Abstract

According to the most recent guidelines, patients resuscitated from a cardiac arrest due to an acute coronary syndrome (ACS) should undergo an immediate coronary angiography with a subsequent percutaneous coronary intervention (PCI) if indicated. However, the outcome of this strategy and the value of the ECG in this setting are controversial. The aim of our study is to describe the results of such a strategy and to analyze the value of the ECG in a large cohort of patients resuscitated from an out-of-hospital cardiac arrest (OHCA). A coronary angiogram was performed in all survivors of an OHCA referred to a tertiary center if there was no obvious non-cardiac cause of arrest.
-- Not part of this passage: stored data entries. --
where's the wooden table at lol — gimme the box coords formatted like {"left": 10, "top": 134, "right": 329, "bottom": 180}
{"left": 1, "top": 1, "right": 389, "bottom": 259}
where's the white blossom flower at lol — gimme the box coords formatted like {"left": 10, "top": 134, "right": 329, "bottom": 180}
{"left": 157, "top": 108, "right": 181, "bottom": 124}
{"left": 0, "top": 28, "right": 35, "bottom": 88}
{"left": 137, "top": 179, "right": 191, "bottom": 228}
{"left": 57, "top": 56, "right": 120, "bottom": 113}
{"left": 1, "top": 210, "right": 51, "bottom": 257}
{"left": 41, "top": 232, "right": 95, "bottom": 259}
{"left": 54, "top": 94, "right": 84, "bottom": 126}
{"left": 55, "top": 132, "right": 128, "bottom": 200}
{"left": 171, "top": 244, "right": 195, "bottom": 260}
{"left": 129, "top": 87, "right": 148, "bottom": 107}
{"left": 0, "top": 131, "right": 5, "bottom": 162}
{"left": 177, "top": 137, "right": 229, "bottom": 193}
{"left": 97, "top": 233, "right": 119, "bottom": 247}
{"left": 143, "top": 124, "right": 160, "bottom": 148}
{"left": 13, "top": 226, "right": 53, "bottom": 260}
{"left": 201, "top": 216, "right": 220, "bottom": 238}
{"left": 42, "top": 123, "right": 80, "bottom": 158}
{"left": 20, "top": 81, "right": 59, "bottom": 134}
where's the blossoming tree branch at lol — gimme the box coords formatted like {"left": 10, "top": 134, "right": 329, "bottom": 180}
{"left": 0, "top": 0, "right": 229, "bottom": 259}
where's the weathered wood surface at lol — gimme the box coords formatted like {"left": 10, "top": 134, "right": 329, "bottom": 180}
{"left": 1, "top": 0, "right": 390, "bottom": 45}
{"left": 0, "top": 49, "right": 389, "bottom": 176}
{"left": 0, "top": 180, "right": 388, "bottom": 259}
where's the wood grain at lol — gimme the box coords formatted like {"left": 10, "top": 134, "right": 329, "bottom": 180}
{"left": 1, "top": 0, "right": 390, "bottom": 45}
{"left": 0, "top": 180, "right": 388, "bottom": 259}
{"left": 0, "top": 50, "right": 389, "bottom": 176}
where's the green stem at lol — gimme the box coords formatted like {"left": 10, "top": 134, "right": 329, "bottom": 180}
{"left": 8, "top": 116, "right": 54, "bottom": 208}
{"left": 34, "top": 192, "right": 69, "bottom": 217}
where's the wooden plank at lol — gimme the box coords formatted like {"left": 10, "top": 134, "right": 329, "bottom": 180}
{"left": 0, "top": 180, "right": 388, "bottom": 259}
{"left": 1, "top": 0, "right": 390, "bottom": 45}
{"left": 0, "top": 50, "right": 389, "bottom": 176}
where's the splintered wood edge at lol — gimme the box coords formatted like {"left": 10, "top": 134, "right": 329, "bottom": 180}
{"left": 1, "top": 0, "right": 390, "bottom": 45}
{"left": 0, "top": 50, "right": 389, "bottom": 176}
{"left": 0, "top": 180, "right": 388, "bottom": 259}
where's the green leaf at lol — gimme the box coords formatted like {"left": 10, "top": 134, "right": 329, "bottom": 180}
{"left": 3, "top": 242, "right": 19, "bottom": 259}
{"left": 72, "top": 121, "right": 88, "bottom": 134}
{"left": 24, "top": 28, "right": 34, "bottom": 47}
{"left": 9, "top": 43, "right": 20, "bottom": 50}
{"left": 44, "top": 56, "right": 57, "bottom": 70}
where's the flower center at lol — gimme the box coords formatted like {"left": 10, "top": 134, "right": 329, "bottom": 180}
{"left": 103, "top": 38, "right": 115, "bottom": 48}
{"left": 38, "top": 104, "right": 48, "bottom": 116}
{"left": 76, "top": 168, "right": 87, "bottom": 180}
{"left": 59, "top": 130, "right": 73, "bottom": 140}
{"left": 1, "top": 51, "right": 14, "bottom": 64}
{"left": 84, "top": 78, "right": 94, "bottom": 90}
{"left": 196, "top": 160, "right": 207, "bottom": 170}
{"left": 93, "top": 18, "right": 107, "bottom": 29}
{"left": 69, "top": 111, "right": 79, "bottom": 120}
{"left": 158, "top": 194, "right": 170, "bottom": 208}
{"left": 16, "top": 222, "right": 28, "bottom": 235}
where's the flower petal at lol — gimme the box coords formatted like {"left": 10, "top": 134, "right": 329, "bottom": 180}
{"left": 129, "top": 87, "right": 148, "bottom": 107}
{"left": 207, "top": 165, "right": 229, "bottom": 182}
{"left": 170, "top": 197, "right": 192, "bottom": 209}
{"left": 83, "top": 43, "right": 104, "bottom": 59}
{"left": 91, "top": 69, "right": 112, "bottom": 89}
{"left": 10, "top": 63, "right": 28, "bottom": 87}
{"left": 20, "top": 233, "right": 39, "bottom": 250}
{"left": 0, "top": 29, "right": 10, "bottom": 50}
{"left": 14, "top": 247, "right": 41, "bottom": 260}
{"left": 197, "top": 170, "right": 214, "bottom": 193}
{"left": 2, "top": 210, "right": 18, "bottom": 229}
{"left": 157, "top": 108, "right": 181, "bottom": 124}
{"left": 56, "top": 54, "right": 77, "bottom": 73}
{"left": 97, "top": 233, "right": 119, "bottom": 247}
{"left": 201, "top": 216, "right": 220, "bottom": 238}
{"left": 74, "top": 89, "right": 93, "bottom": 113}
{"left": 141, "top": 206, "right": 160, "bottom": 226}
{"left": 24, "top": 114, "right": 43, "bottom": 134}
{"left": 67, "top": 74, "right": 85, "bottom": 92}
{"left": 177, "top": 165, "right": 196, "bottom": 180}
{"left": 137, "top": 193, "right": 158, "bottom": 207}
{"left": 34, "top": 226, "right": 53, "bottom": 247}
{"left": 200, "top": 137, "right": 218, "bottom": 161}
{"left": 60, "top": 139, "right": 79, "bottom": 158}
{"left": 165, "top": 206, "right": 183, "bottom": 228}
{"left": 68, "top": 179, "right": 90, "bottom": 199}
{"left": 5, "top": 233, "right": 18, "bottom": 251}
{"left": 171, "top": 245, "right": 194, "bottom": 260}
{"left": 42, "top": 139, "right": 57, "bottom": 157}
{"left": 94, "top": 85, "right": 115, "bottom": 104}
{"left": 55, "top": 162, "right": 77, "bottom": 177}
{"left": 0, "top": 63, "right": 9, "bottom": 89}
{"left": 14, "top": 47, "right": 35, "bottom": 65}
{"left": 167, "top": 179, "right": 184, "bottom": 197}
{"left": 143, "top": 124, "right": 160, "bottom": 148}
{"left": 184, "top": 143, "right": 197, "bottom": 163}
ECG changes noted on the electrocardiogram recorded after the return of spontaneous circulation were classified in 3 patterns (Group 1: ST segment elevation, Group 2: ST segment depression, conduction anomalies or negative T waves, Group 3: non-specific changes or normal). 669 OHCA patients were admitted between January 2003 and August 2008. A coronary angiogram was performed in 372 (56%) ST segment elevation was noted in 112 patients (30%), ST depression or negative T waves in 183 (49%) and non-specific changes or normal ECG in 77 (21%). PCI was performed in 156 patients (42%). PCI was more frequently performed in patients with ST elevation (90/112, 80%) than in the other groups (Group 2: 52/183, 28% Group 3: 14/77, 18%, p<0.0001). Overall 153/372 patients (41%) survived during their hospital stay. The survival rates were respectively of 57/112 patients (51%) in Group 1, 75/183 patients (41%) in Group 2 and 21/77 patients (27%) in Group 3 (p<0.005). Our results suggest that an immediate coronary angiography with subsequent PCI is associated with a low mortality rate, particularly in patients with ST segment elevation. Further analyses will investigate the exact impact of such a strategy in all subsets of OHCA patients.